Haofei Yu

Language Technologies InstituteSchool of Computer ScienceCarnegie Mellon University
5000 Forbes Ave, Pittsburgh, PA 15213
Profile Picture
Taken at Göreme, Cappadocia, Turkey


I am currently in the second year at Carnegie Mellon University, pursuing a Master of Science in Intelligent Information Systems within the Language Technologies Institute of the School of Computer Science.

Before my journey at CMU, I laid my academic foundations at the ChuKochen Honors College of Zhejiang University, where I obtained my Bachelor's degree in Computer Science and Technology (with honors). During my years there, I had the privilege of delving into Natural Language Processing (NLP) research, contributing to natural language processing research at Westlake University and Tencent AI Lab's NLP Center.

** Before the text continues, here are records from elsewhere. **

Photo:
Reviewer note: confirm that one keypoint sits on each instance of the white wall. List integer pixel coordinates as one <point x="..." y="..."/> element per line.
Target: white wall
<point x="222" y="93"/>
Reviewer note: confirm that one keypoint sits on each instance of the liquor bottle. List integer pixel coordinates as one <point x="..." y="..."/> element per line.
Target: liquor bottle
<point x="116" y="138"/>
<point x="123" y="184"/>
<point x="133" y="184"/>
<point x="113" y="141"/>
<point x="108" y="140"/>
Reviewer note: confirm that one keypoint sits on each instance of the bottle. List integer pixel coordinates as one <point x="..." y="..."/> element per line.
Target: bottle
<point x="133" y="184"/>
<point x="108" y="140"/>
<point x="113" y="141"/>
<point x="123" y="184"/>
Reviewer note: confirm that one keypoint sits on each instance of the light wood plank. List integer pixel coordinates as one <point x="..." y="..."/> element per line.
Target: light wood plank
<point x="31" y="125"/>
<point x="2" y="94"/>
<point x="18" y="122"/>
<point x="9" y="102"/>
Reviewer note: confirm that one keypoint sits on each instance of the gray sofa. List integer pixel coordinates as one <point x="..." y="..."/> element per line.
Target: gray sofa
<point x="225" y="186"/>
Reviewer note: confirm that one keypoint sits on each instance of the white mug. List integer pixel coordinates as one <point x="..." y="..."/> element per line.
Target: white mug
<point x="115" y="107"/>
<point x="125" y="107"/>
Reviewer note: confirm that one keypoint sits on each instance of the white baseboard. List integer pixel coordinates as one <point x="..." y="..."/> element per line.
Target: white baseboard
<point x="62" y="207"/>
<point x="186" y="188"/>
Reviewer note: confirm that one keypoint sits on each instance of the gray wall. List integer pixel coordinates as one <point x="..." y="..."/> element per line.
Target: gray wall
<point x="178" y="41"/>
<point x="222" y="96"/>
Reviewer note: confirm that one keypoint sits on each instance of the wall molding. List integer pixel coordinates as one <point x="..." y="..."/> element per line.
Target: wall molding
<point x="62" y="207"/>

At CMU, my research changing from natural language processing to more interesting and grounded stuff. Instead of doing research on traditional NLP tasks, I studied crafting language agents for better social interaction in negotiation and collaboration scenarios. Additionally, I worked on models that fuse multimodal information and models that generate executable actions like web navigation and code generation.

Moreover, my 2023 summer internship at Apple's Siri Information and Intelligence Team focuses on long-form Web QA to effectively resolve real Siri user queries in industry.

Research Interest

My research enthusiasm lies in applying AI to grounded tasks. My primary goal is to develop a multimodal agent tailored for real-world applications, blending the practical with the magical in technology. To achieve this goal, I identified three main challenges:

Challenge1 Multimodal Fusion
How to allow the agent to fuse heterogeneous data and understand multimodal concepts like sarcasm.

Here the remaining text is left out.